At a party last summer, a discussion began about leg hair – pro or con. Specifically, the topic was whether one could go natural and still wear a skirt in the workplace. Miss Bender sits up straighter when sentences end with “in the workplace.” The salon reached no conclusions – no good salon will – but we did agree that if your workplace can absorb it, don’t change yourself just for them, that women who go natural are rarely the same women who wear business suits, but one should always be mindful that one’s visiting client may be distracted.
I went to college with a German woman who wore white stockings. I don’t remember a single thing I learned in the class we shared.
I am against it myself, but I have a general aversion to body hair on anyone.

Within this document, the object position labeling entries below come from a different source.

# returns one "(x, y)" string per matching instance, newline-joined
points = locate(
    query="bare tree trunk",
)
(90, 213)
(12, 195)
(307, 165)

It’s a little too Lower Primate for my tastes; I like the Space Age atom-o sort of hairless human with jumpsuit and moon boots
There can be no health reason for needing to shave, and it does stop growing at a certain point – these are the arguments for the defense made by the women in our discussion. I don’t argue that with them. I would not be surprised at all to discover this was one more thing invented by advertising, like diamond engagement rings and a woman’s right to smoke.
Count on the good people at The Straight Dope to track down the American introduction to smooth underarms in 1915, when Harper’s Bazaar showed a smooth model with her arms over her head. Flapper alert. Here comes the Modern Age.
By 1922, Sears had ladies’ razors in its catalog. The social requirement of leg hair removal seems to have come later for American women, but Nair appeared as early as 1940. You can’t get butter or sugar, but you can get Nair. Deeper research may uncover that this foul-smelling nonsense is run off from manufacturing jet planes, and riveters found that when it splashed on them, their hair fell off. In fact, let’s just start telling that story as if it is true. Rosie got short-shorts.
The Fab Five are constantly berating their Straight Guy for shaving against the grain. I do not know of a woman who shaves with the grain. Firstly, it is physically awkward to do so (and imagine the freak look of hair that grew up towards your knee. Yeesh). Secondly, the leg is so pliant that the skin just yields under it, and all you do by going down your leg is comb it.
I can not comment on waxing. I have never waxed. My observaton is that it hurts like holy hell and itches while it grows back. Pass, thanks. When they come up with a one-time ever, painless, doesn’t smell, cheaper than a razor method, I will bathe in it.
On the other hand, maybe if we spent more time in a circle picking things off of each other, we’d have a more cohesive troop.